Preserve upstream's warning-message wording verbatim, including the upstream typo "to be created to be created" in the subclass variant (an inline comment notes the typo so a future reader doesn't silently "fix" it).

Alternatives considered

Option Pros Cons Why not chosen
Cherry-pick upstream 1c06ca4f verbatim One-shot git cherry-pick; traceable to upstream Includes the __version__ = "4.0.0" bump the fork cannot accept; fork-local executor.py has diverged enough that a clean 3-way merge was uncertain Rejected — hand-port preserves the two carve-outs (version + ruff F401) cleanly
Reject upstream's unreleased PR; keep the polling loop Zero code churn Users running the Python harness on slow/loaded systems hit the hang; the bug is real Rejected — the fix is small and self-contained
Replace polling with multiprocessing.Event instead of Semaphore Slightly lighter-weight primitive Upstream chose Semaphore because the parent needs to count two releases (ref + dis); Event requires either two Events or a counter anyway; upstream's shape is simpler Rejected — mirror upstream's primitive choice to minimize rebase delta
Keep the 1-second polling but make the window configurable Minimal diff Dodges the real race; still prone to flake on busy CI Rejected — band-aid, not a fix

Consequences

  • Positive:
  • Eliminates the FIFO race under load.

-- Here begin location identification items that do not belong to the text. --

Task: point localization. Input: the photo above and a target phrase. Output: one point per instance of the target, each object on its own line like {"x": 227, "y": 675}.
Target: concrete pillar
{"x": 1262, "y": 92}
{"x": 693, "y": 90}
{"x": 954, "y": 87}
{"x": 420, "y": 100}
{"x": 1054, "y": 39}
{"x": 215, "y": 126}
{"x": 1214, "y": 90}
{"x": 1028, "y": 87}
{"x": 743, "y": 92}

The parent now waits exactly as long as the child needs, no more and no less.
  • Aligns fork with upstream's direction; future upstream sync will merge cleanly on the touched hunks.
  • Ruff F401 cleanup on touched files: from time import sleep dropped from both executor.py and raw_extractor.py.
  • Negative:
  • multiprocessing.Semaphore requires a forkable interpreter, which Python 3 provides universally on POSIX. On Windows the "spawn" start-method means slightly heavier child startup, but this was already the case — upstream tested the change on Linux.
  • The 5-second soft-timeout warning will log once on every slow-disk system that wasn't failing before. Benign but visible. Not a regression.
  • Neutral / follow-ups:
  • Upstream PR #1376 is still OPEN. Revisit on the next /sync-upstream pass and re-diff against upstream's final merged form; the path will likely be conflict-free at the hunk level because the fork now carries the same shape.
  • Netflix #1376 also adds an else: with open(workfile_path, 'wb'): pass touch-file branch in _open_workfile. This makes the non-FIFO path create an empty file before the semaphore-release, which is more defensive but technically a behavioural change (previously the non-FIFO path only wrote via the actual frame dumper). Preserved verbatim.

References

  • Upstream PR: Netflix/vmaf#1376, head 1c06ca4f1bb5da38b54db075a27c35ba8ea9d7b7.
  • Backlog: .workingdir2/BACKLOG.md T4-7.
  • ADR-0025 — fork versioning policy (why we skip the __version__ bump).
  • ADR-0141 — touched-file lint-clean rule (why we drop from time import sleep).
  • User direction 2026-04-24 popup: "Port to both class hierarchies (Recommended)".